皆さんこんにちは!
前回のインタビューで、オールドサッカーファンの中には因縁の対決として記憶に残っている方もいるであろう、1966年ワールドカップ決勝「イングランドVS西ドイツ戦を見たことがサッカーに本格的にのめり込むきっかけだった」と語ってくれた良之おじさん。今回は、その後すぐに入部を決意したサッカー部での出来事や、当時憧れていたサッカープレーヤー、そして日本サッカー界が発展への道を歩みだす第一歩となった試合について語っていもらいました。
兼正(以下K)
世界のサッカーシーンにとっても(とりわけイングランドとドイツの間では現在でも論争がおこる)重要な一戦となった試合を見て入部を決意したわけだけど、イングランド大会を見るまでは特にサッカー部に入るとかは考えていた訳じゃなかったんですか?
良之(以下Y)
本当になんでもよかった。ただ放課後「だら~」って過ごすことに飽き飽きしてた頃だったから、とにかく体を動かせる部活に入りたかった。
K
小学校のときにやってた野球は選択肢にはなかった?
Y
うちの野球部の雰囲気があまり好きじゃなかったから(笑)。その時ね、たまたま僕の隣に座ってたやつも同じような状況だった。ブラスバンド部だったけどね、そいつは。いっしょに野球部に入ろうって誘われたんだけど、夏休み明けに僕が「サッカー部に入ったよ」って言ったら、そいつも入って。
K
じゃあ今まで入っていた編集部は辞めてサッカー部に?
Y
いや、掛け持ちでやってたね。時間だけはたっぷりある部活だったから(笑)。
K
サッカー部ではポジションはどこでプレーしていたんですか?
Y
入った時は、周りはずっとサッカーやってるやつばかりだった。だから中学三年だけど一年生の練習に混ざってやってた。ポジションなんてなかったよ。それである程度基礎が身についてようやく三年の練習に加わったんだ。
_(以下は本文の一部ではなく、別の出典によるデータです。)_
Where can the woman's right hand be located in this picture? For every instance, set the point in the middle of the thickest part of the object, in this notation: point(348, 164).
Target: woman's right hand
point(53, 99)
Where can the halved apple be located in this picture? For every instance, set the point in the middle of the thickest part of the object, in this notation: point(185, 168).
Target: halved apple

ポジションはフォワード。ただし、フォワードって言っても格好いい点を決めるタイプじゃなくて、こす~い点をとるタイプ(笑)。
K
泥臭いってこと?
Y
ちがうちがう、こす~い点取り屋(笑)。
憧れのプレーヤーはジミー・グリーブス
K
ぼくは学生時代、アーセナルに所属していたオランダ代表のデニス・ベルカンプにあこがれていたんだけど、良之おじさんの憧れてたプレーヤーって誰でした?
Y
ジミー・グリーブスって知ってる? その頃ね、「三菱ダイヤモンド・サッカー」っていう海外のサッカーを紹介するTV番組をやってたんだ。だからトットナム、アーセナル、マンチェスター・ユナイテッドとかの情報は手に入れることができた。ジミー・グリーブスはトットナムの選手で、そんなに大きくないんだけど、ゴール前でこちょこちょってやって点を取ってた。
K
その選手に憧れていた?
Y
憧れてたとまではいかないけれど、強いてあげるとすればね。
K
おじさんは背番号は何番を付けていたんですか?
Y
背番号は8番をつけたかったんだけど、当時の学校のサッカー部って個人でユニフォームを持っているわけじゃなくて、部で十一枚持つシステムだった。ちなみにキーパーは自分で用意したユニフォーム。だから番号で言うと二番から十二番まで。だから一人目の交代はいいんだけど、それ以上交代するとなるとその場で脱いで渡してた。汗の染みこんだベチョベチョのやつを(笑)。
K
うわ~、ビブスでさえ人から受け取ると異様な臭いがしたりするのに(笑)。そういった面を考えると今の中学や高校のサッカー部は恵まれてますね。サッカー部のレベルはどうでした?
Y
神奈川県の中では強かった方かな。と言っても、神奈川県でサッカーがあまり盛んでない頃の話だけれど。他校には高校から始めた人たちも結構多かったし、昔からの通例で「サッカー部=不良の溜まり場」みたいなところもあった。僕の高校は週に二回しか部活動がなかったんだ。だからフィジカル的には弱いけれど、小さい頃からやっている奴が大半だったから、技術的にはしっかりしたモノを持っているチームだった。僕の五年上の代は全国大会に出ていたから。当時は単独校の大会だった国体の予選にも勝ったんだけど、学校が「他の生徒が勉強しているときに、部活動をするなんて許さない」って言って出場を許可してくれなかった。
K
すごい時代(笑)。今では考えられない理由ですね。
Y
それはそれでひとつの考え方だと思うけどね。ただ社会的に見れば、サッカーの認知度など非常に低い時期だった。でも64年の東京オリンピックで日本がアルゼンチンに勝つという快挙があって、少しずつ状況が変わってきていた。それまではサッカー=球蹴りのイメージだったんだけど、そのころからサッカーという競技が一般に認知されはじめたんだよね。